The minute you file personal bankruptcy with the court, the automatic stay is put in place that will stop all collection activity by your creditors.
Even if your mortgage company is in the process of foreclosure the automatic stay will temporarily stop that.
In a nutshell, bankruptcy stops the creditors from collecting and makes them prove to the court that you do owe them what they say.
The court then decides who and what gets paid.
The "Automatic Stay" is what makes filing bankruptcy king.
The stay makes bankruptcy a very powerful tool.
If an individual is in foreclosure and being evicted or if their utilities have the possibility of it being shut off, the stay will stop all actions against the debtor until the court approves it.
Creditors are aggressively pursuing debtors with a vengeance.
They are now suing the debtors and getting judgments against them, so any funds that become available, the creditor will go after them.
After getting a judgment, if the debtor is employed, the creditor will pursue wage garnishment.
Many debtors that couldn't afford to pay their bills previously, with their wages being garnished, will no way be able to afford to even live.
This is a perfect example of why a personal bankruptcy filing can stop everything and allow a debtor to say timeout.
Since a wage garnishment in the bankruptcy code is considered a collection of proceeding, it must stop immediately.
If a creditor continues to garnish wages after the bankruptcy is filed it will be a violation of the automatic stay, which could result in damages against the creditor.
If a person is in the process of filing bankruptcy and their employer gets served with a wage garnishment they should immediately call their bankruptcy attorney to have it stopped.
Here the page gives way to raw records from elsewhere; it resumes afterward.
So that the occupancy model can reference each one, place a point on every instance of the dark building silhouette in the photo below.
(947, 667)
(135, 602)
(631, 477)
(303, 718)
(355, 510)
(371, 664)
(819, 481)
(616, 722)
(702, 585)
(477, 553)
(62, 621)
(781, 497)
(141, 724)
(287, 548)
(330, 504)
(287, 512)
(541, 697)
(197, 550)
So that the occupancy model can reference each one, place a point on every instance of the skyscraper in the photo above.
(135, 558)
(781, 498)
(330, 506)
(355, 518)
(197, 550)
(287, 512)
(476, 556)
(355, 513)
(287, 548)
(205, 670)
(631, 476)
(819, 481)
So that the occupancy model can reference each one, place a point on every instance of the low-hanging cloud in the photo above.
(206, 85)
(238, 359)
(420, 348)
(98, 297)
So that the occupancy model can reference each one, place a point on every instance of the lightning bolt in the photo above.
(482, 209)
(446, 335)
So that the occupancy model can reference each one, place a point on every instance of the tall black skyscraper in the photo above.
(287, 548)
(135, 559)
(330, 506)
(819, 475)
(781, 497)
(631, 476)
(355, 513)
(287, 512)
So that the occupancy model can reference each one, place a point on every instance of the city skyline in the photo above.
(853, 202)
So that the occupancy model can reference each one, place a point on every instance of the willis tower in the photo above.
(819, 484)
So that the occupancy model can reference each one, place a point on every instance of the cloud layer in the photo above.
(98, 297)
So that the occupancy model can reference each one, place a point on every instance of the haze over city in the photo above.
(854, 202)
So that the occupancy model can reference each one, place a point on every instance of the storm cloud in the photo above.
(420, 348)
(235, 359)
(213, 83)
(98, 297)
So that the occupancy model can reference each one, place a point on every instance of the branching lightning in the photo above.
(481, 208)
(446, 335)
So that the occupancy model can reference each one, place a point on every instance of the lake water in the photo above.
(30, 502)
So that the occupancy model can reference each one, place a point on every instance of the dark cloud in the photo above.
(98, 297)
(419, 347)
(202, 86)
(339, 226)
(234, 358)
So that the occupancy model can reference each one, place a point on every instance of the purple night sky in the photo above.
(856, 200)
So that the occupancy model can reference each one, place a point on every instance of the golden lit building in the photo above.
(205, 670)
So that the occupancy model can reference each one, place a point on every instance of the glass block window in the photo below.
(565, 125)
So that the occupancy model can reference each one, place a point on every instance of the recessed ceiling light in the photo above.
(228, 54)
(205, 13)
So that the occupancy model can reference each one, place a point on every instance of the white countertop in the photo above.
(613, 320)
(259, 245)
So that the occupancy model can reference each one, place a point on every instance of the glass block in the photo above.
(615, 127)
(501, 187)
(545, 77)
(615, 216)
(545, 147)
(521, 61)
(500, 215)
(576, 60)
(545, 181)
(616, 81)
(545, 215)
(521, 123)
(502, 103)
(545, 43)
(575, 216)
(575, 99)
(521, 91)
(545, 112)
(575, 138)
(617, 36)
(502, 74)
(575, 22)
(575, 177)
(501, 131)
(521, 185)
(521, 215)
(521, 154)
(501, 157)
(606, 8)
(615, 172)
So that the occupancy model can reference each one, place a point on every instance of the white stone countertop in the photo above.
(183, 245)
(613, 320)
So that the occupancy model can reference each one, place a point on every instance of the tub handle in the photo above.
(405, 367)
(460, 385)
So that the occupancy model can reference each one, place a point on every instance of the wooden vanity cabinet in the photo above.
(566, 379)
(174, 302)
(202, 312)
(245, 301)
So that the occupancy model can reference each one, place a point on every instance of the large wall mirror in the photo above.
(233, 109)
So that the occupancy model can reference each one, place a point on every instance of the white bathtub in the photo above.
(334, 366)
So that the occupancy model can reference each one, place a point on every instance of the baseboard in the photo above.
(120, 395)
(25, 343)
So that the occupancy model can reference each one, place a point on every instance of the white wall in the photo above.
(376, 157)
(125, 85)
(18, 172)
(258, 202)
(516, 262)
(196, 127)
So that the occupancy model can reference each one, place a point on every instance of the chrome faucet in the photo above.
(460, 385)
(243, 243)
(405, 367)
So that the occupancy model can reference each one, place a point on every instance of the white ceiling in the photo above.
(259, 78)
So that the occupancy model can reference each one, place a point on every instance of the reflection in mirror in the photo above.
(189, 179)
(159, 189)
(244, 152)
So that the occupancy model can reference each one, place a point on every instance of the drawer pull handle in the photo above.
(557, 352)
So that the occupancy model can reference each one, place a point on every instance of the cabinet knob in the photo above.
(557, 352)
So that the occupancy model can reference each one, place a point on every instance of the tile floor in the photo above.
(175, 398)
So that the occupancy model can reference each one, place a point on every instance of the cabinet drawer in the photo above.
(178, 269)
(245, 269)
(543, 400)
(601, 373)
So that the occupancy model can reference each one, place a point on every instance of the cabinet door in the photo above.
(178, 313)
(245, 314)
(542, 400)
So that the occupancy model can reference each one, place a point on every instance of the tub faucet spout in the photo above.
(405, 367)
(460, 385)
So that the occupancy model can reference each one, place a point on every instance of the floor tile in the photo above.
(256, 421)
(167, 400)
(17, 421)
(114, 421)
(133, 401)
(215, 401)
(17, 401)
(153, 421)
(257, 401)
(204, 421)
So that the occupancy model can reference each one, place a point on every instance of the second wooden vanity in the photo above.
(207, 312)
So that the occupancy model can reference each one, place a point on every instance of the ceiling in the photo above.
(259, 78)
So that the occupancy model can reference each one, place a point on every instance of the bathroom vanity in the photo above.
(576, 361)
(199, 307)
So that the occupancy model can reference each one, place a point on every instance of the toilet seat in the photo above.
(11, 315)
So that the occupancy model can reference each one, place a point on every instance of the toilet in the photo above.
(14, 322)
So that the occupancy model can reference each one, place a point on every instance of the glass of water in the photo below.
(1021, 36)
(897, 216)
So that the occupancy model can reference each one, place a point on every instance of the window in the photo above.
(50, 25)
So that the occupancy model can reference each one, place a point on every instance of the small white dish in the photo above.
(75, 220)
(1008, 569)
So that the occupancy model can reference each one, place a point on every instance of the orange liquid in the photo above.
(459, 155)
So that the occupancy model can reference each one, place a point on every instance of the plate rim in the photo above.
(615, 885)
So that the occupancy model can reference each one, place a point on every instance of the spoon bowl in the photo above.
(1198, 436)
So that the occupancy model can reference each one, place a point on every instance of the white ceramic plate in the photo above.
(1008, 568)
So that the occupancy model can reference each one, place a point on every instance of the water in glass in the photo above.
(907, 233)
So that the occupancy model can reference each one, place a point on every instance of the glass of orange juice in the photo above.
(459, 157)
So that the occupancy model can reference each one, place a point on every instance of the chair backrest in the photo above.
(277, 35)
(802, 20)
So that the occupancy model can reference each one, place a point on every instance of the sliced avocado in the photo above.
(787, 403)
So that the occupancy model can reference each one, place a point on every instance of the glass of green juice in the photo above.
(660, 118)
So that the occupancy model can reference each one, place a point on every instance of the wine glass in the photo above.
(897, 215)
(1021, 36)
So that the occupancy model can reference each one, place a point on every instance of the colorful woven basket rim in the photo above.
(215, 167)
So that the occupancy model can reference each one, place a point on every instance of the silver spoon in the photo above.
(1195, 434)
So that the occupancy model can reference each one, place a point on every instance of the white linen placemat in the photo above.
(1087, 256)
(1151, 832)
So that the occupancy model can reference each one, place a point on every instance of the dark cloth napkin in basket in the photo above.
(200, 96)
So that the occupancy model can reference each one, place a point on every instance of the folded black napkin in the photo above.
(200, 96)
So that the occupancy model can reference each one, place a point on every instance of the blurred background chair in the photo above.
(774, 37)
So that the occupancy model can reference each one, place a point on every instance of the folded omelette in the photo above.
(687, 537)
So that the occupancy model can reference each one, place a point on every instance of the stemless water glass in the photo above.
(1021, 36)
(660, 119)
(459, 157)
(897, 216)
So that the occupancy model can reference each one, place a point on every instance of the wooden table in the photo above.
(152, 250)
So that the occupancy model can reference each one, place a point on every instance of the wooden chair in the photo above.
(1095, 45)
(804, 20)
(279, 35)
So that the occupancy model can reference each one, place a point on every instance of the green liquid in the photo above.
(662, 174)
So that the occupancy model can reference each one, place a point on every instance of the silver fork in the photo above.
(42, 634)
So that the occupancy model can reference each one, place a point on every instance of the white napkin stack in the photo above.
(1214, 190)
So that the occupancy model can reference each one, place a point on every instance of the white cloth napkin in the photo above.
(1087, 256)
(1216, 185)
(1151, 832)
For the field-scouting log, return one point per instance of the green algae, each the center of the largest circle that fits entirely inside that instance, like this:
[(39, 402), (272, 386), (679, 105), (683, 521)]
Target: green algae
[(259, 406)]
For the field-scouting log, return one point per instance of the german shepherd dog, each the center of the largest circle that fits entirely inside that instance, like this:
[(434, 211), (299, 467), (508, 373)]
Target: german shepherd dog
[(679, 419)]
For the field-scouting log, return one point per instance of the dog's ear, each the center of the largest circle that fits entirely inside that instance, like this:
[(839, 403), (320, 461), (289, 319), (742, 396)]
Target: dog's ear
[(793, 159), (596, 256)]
Bankruptcy's automatic stay is like an invisible shield from a sci-fi movie that surrounds you after filing bankruptcy.
Under 11 USC 362 of the bankruptcy code, this powerful shield will start immediately after filing and last until the discharge.
The only way the stay can be lifted by the creditor is filing a motion with the court for relief from stay.
They will need to show proof of ownership of the property and the reason for why the stay should be lifted.
The only time the court will hear this motion is when it's secured property, such as a house or a car.
There are a few instances under the new bankruptcy code where the automatic stay could be extended, but the debtor will have to show how circumstances have changed to need it.
One of the reasons the bankruptcy code was changed in 2005 was to stop people from abusing the system.
Prior to the 2005 changes, there were some people that would file bankruptcy to stop a foreclosure or stall it when they had no intention of paying the debt to begin with.
This is why it's important to have good communication with your bankruptcy attorney if there have been any changes along the way of the bankruptcy filing.
Be upfront with the bankruptcy attorney if there are plans to change jobs, let your house or vehicle go in the personal bankruptcy, or changes to the budget even.
Finding a bankruptcy attorney that you trust and get along with will be invaluable.
Take the time and interview a few to find a good match.